Money Orders and Travelers Checks
An issuer, seller or redeemer of money orders or travelers checks may be a money services business subject to compliance with the Bank Secrecy Act. Such entities must also typically obtain licensing from their state and comply with various requirements under state law dealing with their registration or licensing, documentation and record retention, bonding, requirements and restrictions on investment of funds pending disbursement, escheatment, et cetera.
An issuer is a business ultimately responsible for payment of traveler’s checks, money orders or stored value. An issuer of traveler’s checks or money orders who issues such checks or money orders in an amount greater than $1,000 in currency or monetary or other instruments to any person on any day in one or more transactions is an MSB subject to the Bank Secrecy Act.
Seller or Redeemer
A seller is a business that sells traveler’s checks or money orders to others. Such an entity may also be the issuer or it may be an agent of the issuer.

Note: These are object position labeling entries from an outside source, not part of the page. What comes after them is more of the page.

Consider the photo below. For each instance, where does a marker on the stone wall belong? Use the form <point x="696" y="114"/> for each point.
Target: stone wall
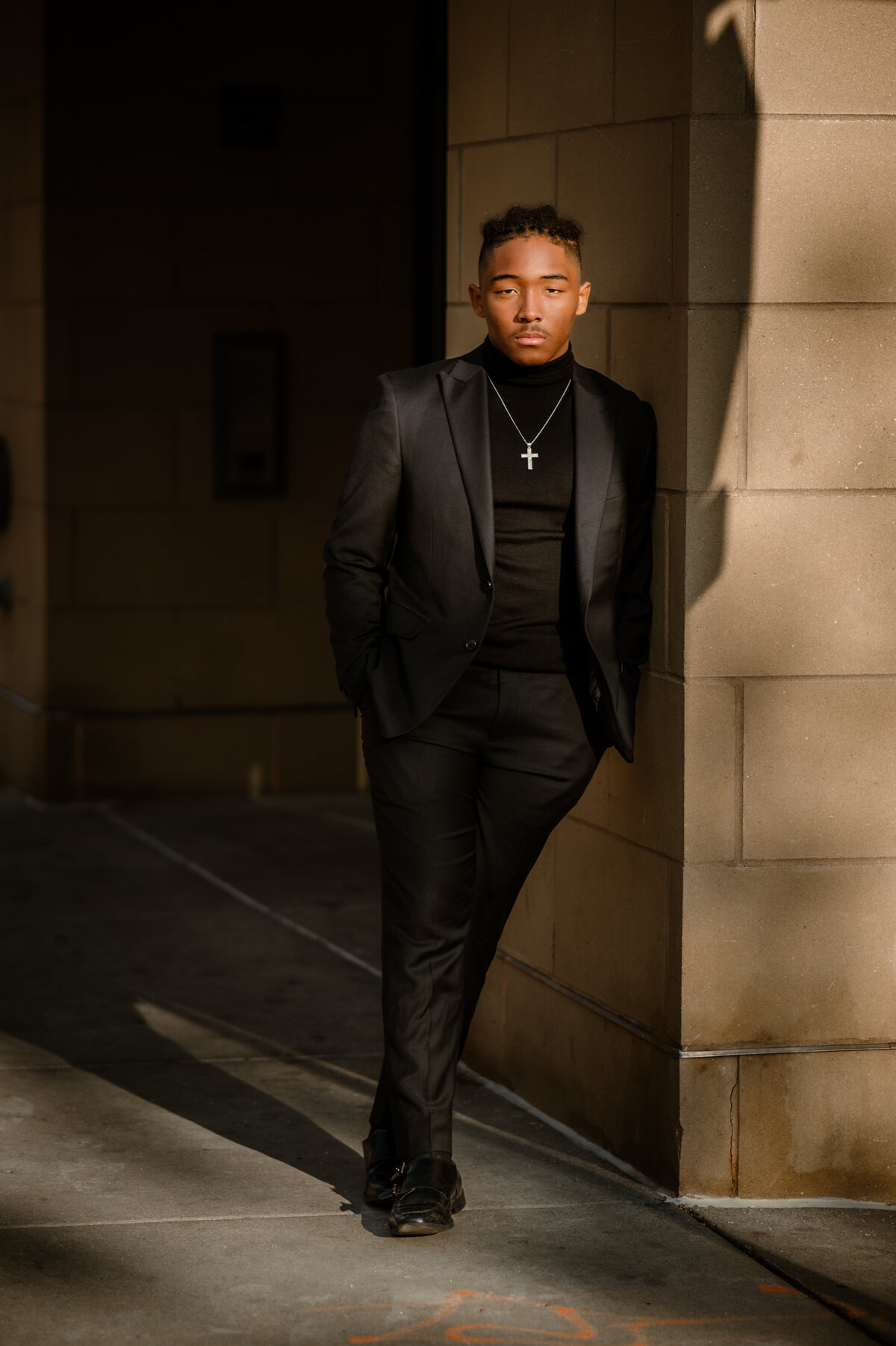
<point x="25" y="738"/>
<point x="706" y="922"/>
<point x="186" y="639"/>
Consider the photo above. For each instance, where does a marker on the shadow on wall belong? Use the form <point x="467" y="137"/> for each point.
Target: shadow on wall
<point x="732" y="238"/>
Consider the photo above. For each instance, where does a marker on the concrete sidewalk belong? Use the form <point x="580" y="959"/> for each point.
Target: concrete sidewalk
<point x="183" y="1088"/>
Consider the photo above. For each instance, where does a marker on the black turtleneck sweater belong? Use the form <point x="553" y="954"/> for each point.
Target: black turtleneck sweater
<point x="535" y="624"/>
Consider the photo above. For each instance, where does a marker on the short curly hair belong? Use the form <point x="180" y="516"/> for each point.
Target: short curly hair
<point x="529" y="223"/>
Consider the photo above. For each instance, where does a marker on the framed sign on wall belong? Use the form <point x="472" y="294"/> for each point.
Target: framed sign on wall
<point x="249" y="415"/>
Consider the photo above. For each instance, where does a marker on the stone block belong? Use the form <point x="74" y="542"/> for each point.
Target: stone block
<point x="225" y="556"/>
<point x="723" y="196"/>
<point x="193" y="455"/>
<point x="176" y="754"/>
<point x="60" y="338"/>
<point x="25" y="552"/>
<point x="529" y="933"/>
<point x="152" y="356"/>
<point x="261" y="252"/>
<point x="676" y="575"/>
<point x="821" y="193"/>
<point x="818" y="780"/>
<point x="825" y="199"/>
<point x="644" y="800"/>
<point x="155" y="149"/>
<point x="495" y="176"/>
<point x="642" y="1102"/>
<point x="463" y="330"/>
<point x="23" y="652"/>
<point x="263" y="657"/>
<point x="25" y="255"/>
<point x="476" y="70"/>
<point x="315" y="750"/>
<point x="22" y="46"/>
<point x="23" y="748"/>
<point x="818" y="1124"/>
<point x="23" y="428"/>
<point x="22" y="149"/>
<point x="708" y="1120"/>
<point x="127" y="559"/>
<point x="556" y="84"/>
<point x="112" y="661"/>
<point x="716" y="400"/>
<point x="649" y="354"/>
<point x="807" y="426"/>
<point x="455" y="292"/>
<point x="610" y="922"/>
<point x="850" y="70"/>
<point x="109" y="456"/>
<point x="555" y="1054"/>
<point x="591" y="337"/>
<point x="788" y="955"/>
<point x="653" y="58"/>
<point x="712" y="772"/>
<point x="104" y="251"/>
<point x="681" y="211"/>
<point x="617" y="183"/>
<point x="658" y="660"/>
<point x="384" y="341"/>
<point x="60" y="570"/>
<point x="485" y="1049"/>
<point x="22" y="352"/>
<point x="790" y="584"/>
<point x="721" y="55"/>
<point x="345" y="164"/>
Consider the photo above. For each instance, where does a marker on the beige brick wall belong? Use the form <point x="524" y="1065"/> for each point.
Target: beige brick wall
<point x="159" y="604"/>
<point x="732" y="893"/>
<point x="27" y="547"/>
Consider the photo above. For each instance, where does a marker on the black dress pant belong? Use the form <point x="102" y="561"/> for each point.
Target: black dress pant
<point x="463" y="807"/>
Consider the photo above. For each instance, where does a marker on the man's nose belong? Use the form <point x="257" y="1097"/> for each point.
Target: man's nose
<point x="528" y="311"/>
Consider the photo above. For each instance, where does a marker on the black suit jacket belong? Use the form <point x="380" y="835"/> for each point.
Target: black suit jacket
<point x="411" y="555"/>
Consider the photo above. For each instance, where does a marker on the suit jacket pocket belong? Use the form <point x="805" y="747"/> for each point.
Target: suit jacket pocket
<point x="402" y="621"/>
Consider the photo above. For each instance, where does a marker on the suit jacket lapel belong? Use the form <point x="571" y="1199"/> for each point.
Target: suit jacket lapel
<point x="594" y="456"/>
<point x="463" y="389"/>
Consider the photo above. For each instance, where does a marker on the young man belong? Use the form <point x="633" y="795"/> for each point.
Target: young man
<point x="488" y="591"/>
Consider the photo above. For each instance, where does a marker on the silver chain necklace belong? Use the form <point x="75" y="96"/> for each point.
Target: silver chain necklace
<point x="529" y="454"/>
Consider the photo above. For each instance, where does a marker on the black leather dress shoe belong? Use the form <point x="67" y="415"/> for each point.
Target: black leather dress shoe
<point x="381" y="1163"/>
<point x="428" y="1193"/>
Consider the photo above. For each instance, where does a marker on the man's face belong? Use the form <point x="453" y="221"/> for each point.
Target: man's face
<point x="530" y="292"/>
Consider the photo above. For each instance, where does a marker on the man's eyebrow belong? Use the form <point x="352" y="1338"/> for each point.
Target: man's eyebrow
<point x="508" y="275"/>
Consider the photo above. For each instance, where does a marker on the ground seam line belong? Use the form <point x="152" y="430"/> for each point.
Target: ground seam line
<point x="201" y="872"/>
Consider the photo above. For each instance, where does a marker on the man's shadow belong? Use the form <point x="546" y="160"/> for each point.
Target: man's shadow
<point x="95" y="933"/>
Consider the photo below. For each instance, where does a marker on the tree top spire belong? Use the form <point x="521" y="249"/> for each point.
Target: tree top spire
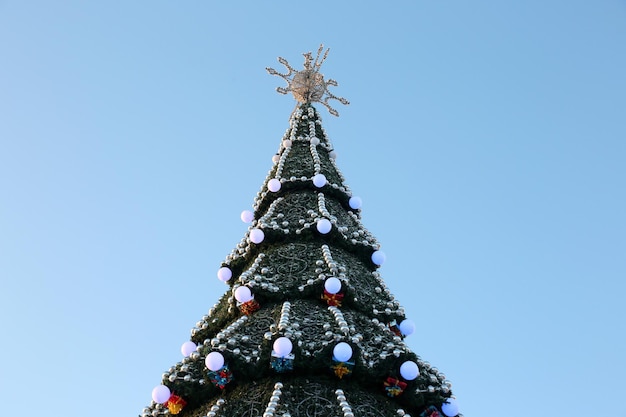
<point x="308" y="85"/>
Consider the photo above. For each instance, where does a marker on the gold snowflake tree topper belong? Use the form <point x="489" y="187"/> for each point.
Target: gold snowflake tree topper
<point x="308" y="85"/>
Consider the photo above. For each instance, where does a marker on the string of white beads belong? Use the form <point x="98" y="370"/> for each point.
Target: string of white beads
<point x="341" y="321"/>
<point x="245" y="276"/>
<point x="215" y="408"/>
<point x="343" y="403"/>
<point x="321" y="206"/>
<point x="264" y="222"/>
<point x="283" y="322"/>
<point x="274" y="400"/>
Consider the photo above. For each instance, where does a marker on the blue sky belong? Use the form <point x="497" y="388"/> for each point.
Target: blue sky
<point x="486" y="140"/>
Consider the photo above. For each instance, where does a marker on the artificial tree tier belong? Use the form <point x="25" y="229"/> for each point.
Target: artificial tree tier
<point x="307" y="326"/>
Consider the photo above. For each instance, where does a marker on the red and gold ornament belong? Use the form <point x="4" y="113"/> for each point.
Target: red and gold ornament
<point x="175" y="404"/>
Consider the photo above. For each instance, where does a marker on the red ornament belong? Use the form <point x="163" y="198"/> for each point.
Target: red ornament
<point x="249" y="307"/>
<point x="393" y="326"/>
<point x="175" y="404"/>
<point x="332" y="299"/>
<point x="431" y="411"/>
<point x="394" y="387"/>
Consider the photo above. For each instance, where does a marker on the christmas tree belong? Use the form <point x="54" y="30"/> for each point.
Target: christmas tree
<point x="307" y="326"/>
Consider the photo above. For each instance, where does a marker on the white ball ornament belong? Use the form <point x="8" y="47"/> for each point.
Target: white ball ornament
<point x="407" y="327"/>
<point x="379" y="257"/>
<point x="224" y="274"/>
<point x="160" y="394"/>
<point x="257" y="236"/>
<point x="409" y="370"/>
<point x="319" y="180"/>
<point x="214" y="361"/>
<point x="355" y="203"/>
<point x="324" y="226"/>
<point x="247" y="216"/>
<point x="188" y="348"/>
<point x="342" y="352"/>
<point x="332" y="285"/>
<point x="243" y="294"/>
<point x="450" y="408"/>
<point x="282" y="346"/>
<point x="273" y="185"/>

A redeemer is a business that accepts instruments in exchange for currency or other instruments for which it is not the issuer. For example, a hotel that provides a customer with $1,500 in cash in exchange for the customer’s $1,500 in traveler’s checks (issued by another MSB) is a redeemer. Note however that a business that accepts monetary instruments in exchange for goods or general services is not acting as a redeemer under the Bank Secrecy Act.
A seller or redeemer of traveler’s checks or money orders who sells or redeems such instruments in an amount greater than $1,000 in currency or monetary or other instruments to any person on any day in one or more transactions is an MSB subject to the Bank Secrecy Act. Again, additional regulations and requirements are typically imposed at the state level and must also be followed.